The little anteroom was packed full of armed men in an instant. The men seemed to come up through the floor and through the walls, so rapidly did they fill the room. And still others poured in at the door, and when the room was filled so that not another man could enter, the door was slammed to with awful noise and force.

The Negroes were screaming at the top of their voices.

“Hands up and don’t move; if you move a foot or turn your hands I will blow your damned brains out,” came the stern and rigid command from a man of small, thick stature, his face wholly concealed by a mask of white cloth and holding in his hands a couple of dangerous horse pistols.

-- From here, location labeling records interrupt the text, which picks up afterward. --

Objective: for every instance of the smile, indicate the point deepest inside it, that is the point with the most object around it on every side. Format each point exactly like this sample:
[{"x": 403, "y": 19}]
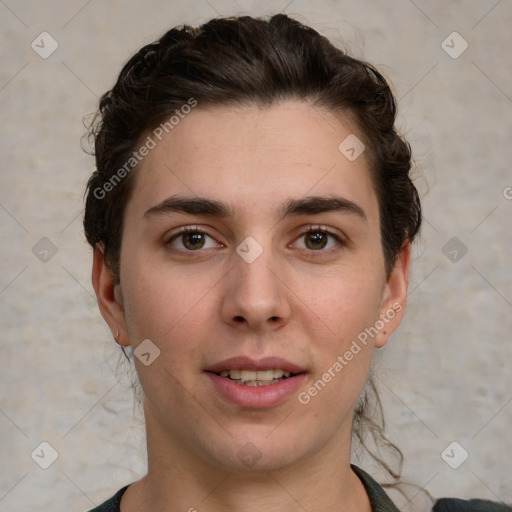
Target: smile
[{"x": 256, "y": 378}]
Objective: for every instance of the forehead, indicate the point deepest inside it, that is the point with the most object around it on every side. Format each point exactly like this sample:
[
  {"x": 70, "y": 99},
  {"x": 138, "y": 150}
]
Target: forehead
[{"x": 251, "y": 156}]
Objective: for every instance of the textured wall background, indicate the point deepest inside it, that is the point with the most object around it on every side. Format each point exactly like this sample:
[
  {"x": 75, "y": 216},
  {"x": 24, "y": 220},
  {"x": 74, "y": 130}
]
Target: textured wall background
[{"x": 445, "y": 376}]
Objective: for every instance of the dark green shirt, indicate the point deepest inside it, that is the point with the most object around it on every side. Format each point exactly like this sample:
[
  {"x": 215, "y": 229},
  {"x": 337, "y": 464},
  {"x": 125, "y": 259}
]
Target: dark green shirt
[{"x": 379, "y": 500}]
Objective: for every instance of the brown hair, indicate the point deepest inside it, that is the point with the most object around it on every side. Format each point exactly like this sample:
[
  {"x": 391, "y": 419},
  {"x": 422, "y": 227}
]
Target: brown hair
[{"x": 249, "y": 61}]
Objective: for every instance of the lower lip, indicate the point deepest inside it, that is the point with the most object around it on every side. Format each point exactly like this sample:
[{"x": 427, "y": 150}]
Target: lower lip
[{"x": 256, "y": 397}]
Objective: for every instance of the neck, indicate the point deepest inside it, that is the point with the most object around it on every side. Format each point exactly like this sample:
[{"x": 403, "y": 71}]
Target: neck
[{"x": 179, "y": 481}]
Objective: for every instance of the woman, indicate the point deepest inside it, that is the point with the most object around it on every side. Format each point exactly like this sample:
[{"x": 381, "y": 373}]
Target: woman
[{"x": 251, "y": 217}]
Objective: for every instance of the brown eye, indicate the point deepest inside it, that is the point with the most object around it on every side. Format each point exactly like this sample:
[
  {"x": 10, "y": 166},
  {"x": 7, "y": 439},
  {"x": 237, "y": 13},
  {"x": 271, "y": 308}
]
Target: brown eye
[
  {"x": 316, "y": 240},
  {"x": 193, "y": 240},
  {"x": 319, "y": 239}
]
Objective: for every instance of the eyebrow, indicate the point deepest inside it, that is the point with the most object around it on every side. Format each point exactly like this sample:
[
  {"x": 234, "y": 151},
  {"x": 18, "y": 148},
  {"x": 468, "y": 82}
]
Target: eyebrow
[{"x": 292, "y": 207}]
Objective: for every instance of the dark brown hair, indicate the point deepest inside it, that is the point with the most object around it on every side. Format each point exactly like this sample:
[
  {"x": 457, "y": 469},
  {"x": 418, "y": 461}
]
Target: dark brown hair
[{"x": 248, "y": 61}]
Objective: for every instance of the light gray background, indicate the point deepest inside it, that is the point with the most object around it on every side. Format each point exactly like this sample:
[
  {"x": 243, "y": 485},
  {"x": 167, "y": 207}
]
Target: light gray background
[{"x": 444, "y": 377}]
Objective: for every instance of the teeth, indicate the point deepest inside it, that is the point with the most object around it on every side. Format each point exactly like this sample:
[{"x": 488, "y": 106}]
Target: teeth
[{"x": 252, "y": 378}]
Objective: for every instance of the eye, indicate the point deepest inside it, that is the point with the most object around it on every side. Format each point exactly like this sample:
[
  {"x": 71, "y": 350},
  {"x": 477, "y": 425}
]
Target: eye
[
  {"x": 318, "y": 238},
  {"x": 192, "y": 239}
]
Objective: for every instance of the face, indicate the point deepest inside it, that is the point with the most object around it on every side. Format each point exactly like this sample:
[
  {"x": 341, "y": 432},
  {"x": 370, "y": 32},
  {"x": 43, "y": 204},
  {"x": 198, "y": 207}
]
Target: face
[{"x": 251, "y": 259}]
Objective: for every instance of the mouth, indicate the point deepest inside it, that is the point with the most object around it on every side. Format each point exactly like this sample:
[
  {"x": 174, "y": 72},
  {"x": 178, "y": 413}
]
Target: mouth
[
  {"x": 256, "y": 378},
  {"x": 255, "y": 384}
]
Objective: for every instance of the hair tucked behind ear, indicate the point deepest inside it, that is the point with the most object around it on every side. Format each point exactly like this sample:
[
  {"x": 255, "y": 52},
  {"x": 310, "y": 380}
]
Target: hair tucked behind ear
[{"x": 249, "y": 61}]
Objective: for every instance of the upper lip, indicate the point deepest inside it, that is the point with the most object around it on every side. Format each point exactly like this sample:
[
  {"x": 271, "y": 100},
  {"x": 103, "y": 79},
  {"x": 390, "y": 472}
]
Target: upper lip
[{"x": 247, "y": 363}]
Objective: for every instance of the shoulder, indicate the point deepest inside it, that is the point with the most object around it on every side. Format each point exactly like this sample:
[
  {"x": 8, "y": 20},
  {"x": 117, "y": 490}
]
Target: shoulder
[
  {"x": 458, "y": 505},
  {"x": 113, "y": 504}
]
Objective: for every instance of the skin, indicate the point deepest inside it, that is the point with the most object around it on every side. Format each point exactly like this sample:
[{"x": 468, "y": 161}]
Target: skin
[{"x": 304, "y": 304}]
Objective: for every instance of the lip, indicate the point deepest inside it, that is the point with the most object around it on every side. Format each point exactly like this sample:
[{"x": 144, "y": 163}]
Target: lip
[
  {"x": 246, "y": 363},
  {"x": 255, "y": 397}
]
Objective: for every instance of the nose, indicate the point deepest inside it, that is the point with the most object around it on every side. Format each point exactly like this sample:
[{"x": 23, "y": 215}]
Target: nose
[{"x": 256, "y": 297}]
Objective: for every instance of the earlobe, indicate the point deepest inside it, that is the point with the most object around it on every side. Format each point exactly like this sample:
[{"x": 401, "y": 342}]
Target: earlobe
[
  {"x": 109, "y": 296},
  {"x": 394, "y": 296}
]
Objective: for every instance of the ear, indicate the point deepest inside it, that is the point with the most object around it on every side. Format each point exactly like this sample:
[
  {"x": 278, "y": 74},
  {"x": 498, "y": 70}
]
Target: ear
[
  {"x": 394, "y": 296},
  {"x": 109, "y": 296}
]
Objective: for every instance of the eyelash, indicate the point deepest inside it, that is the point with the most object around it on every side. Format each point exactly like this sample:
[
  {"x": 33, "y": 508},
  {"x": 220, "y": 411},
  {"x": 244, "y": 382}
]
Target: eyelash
[{"x": 311, "y": 230}]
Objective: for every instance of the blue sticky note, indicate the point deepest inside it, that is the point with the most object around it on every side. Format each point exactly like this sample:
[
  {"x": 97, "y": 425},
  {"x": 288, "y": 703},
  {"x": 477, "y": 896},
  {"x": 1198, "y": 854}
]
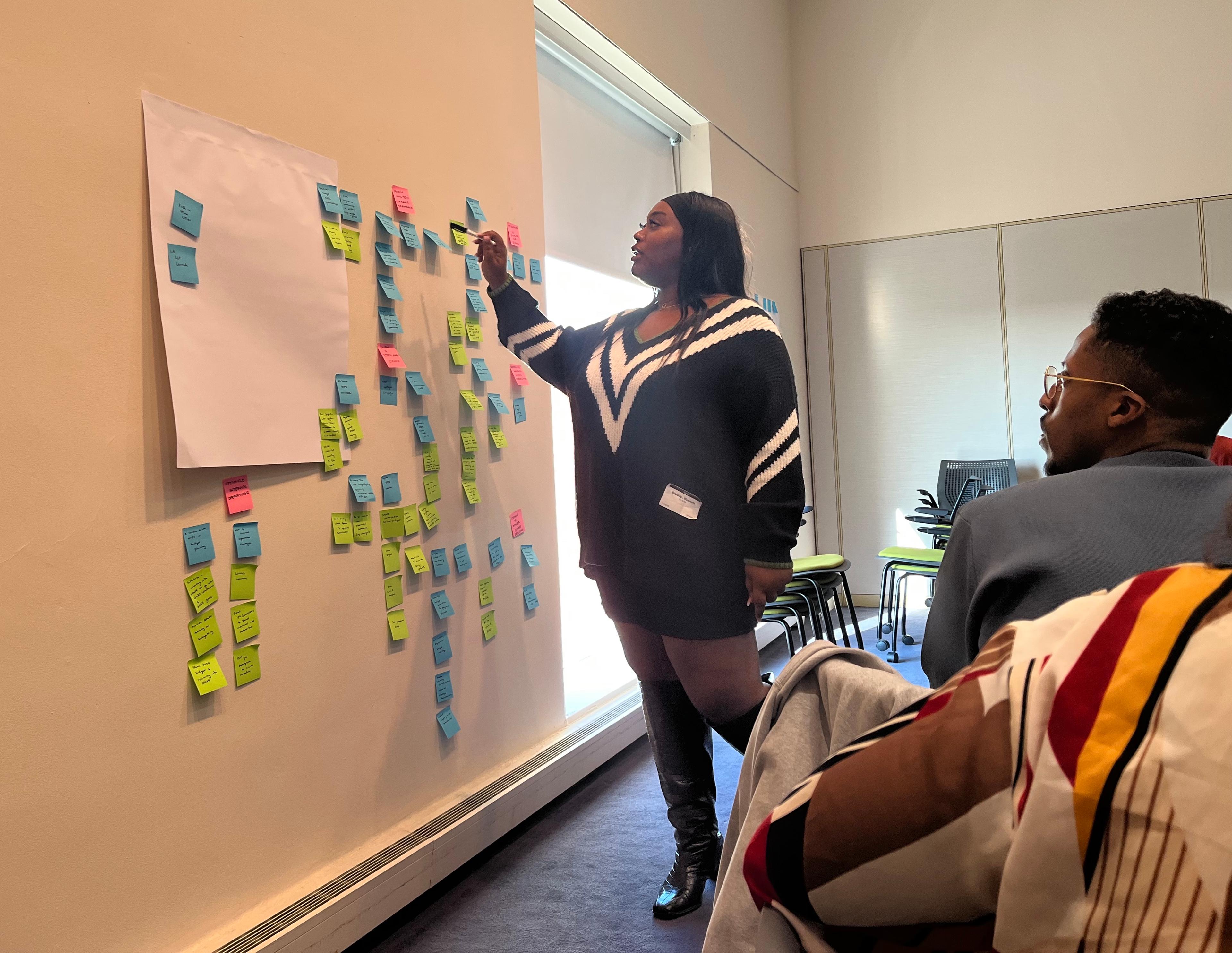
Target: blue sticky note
[
  {"x": 186, "y": 214},
  {"x": 199, "y": 544},
  {"x": 389, "y": 288},
  {"x": 362, "y": 489},
  {"x": 418, "y": 384},
  {"x": 346, "y": 390},
  {"x": 423, "y": 429},
  {"x": 441, "y": 605},
  {"x": 387, "y": 254},
  {"x": 390, "y": 490},
  {"x": 449, "y": 724},
  {"x": 390, "y": 320},
  {"x": 183, "y": 263},
  {"x": 476, "y": 300},
  {"x": 248, "y": 540},
  {"x": 329, "y": 198},
  {"x": 350, "y": 202}
]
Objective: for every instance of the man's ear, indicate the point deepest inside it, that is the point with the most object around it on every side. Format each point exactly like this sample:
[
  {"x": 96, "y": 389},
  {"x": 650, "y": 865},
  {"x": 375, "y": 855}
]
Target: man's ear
[{"x": 1128, "y": 408}]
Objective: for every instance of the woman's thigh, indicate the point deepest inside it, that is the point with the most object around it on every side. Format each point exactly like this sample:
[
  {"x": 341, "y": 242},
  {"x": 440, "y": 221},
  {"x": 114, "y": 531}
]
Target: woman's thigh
[{"x": 723, "y": 676}]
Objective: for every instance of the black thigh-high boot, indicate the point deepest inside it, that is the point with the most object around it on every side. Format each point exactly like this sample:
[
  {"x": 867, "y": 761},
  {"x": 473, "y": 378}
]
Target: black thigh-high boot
[{"x": 682, "y": 748}]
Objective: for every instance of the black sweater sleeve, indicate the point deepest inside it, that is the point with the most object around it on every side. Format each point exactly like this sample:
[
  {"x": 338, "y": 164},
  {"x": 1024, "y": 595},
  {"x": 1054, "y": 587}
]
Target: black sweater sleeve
[
  {"x": 764, "y": 406},
  {"x": 552, "y": 351}
]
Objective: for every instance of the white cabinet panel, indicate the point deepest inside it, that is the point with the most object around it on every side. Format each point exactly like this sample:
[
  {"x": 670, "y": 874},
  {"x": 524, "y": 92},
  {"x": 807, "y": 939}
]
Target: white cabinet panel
[{"x": 1055, "y": 274}]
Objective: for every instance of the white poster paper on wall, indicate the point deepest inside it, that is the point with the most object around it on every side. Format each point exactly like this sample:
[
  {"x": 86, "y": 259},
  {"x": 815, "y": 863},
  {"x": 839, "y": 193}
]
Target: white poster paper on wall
[{"x": 253, "y": 347}]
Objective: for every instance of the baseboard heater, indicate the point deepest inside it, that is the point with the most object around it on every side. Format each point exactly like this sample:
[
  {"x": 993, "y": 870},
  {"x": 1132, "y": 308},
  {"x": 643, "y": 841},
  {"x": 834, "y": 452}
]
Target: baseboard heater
[{"x": 338, "y": 913}]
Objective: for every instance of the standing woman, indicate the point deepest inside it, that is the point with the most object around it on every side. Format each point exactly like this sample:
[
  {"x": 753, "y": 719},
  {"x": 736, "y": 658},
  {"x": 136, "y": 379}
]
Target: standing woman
[{"x": 690, "y": 491}]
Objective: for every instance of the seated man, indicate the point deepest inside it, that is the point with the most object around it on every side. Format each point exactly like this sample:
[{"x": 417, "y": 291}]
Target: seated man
[
  {"x": 1128, "y": 425},
  {"x": 1069, "y": 791}
]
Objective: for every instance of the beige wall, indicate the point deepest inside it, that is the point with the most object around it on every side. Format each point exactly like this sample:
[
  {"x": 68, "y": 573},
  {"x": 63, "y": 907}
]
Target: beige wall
[
  {"x": 136, "y": 817},
  {"x": 727, "y": 58},
  {"x": 923, "y": 116}
]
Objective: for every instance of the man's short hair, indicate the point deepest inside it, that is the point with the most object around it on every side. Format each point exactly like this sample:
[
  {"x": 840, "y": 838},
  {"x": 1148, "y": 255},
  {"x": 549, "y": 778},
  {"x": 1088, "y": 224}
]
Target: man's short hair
[{"x": 1173, "y": 349}]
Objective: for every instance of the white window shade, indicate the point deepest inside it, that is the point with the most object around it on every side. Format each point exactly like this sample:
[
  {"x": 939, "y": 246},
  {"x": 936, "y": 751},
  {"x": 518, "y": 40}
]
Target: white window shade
[{"x": 604, "y": 168}]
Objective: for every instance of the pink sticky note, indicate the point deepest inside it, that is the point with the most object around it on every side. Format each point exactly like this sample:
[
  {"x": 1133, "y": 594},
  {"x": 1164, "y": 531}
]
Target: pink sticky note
[
  {"x": 390, "y": 356},
  {"x": 237, "y": 494},
  {"x": 402, "y": 200}
]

The guards threw their hands up above their heads, all except one guard, James Hendricks, who lifted only one hand, while the other firmly grasped his revolver.

“I’ll blow hell out of you in a minute if you don’t put that hand up,” came the warning, and the hand followed the other one.

The command was then given to move, and move quick.

“You guards, move, and move quick, if you don’t want to get your brains blown out,” cried the low man, who was the mob’s leader.

The guards were then placed in line, six of them, and marched around the room and then marched to the front of the room, near the door through which the mob had entered.

They were placed in line against the front wall of the building and ordered not to move at the cost of their lives.

They did not speak, neither did they move, and not a word was said by the guard to the mob.